The small group of paleontologists that argue an outburst of volcanic activity rather than a massive asteroid impact was the underlying cause of the mass extinction that wiped out the largest animals to walk the Earth has received some inhuman support for their position. Others, however, argue that the way you phrase the question can shape the answer, and what is true for humans applies even more strongly for computers.
To most people, the debate about what killed the non-avian dinosaurs was settled decades ago. We found the impact crater, the layer of metals from the asteroid, and the soot from the fires the impact started, with no dinosaur bones thereafter. Case closed, and to add a few more nails, we’ve found fossils from the very day the asteroid hit. Yet in the relevant fields, including geology and the biology of the era, a minority remains unconvinced.
Although they acknowledge the asteroid (or comet) was devastating, this group argues the end of the dinosaurs was a slow-moving mass extinction, with global ecology unbalanced by volcanism. Unable to convince the scientific or popular majority, supporters of this view have found a new ally in artificial intelligence (AI).

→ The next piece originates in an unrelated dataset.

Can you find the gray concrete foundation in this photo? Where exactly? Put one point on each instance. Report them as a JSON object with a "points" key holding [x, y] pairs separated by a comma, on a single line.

Dartmouth University graduate student Alex Cox fed more than 100 processors with geological and climatic data from the relevant era and had them explore the fossil record to see what might have caused extinctions around the Cretaceous-Paleogene boundary. The system Cox and his supervisor Dr Brenhin Keller developed implies a different conclusion from most of the thousands of scientists who have explored the same data – but which is more reliable?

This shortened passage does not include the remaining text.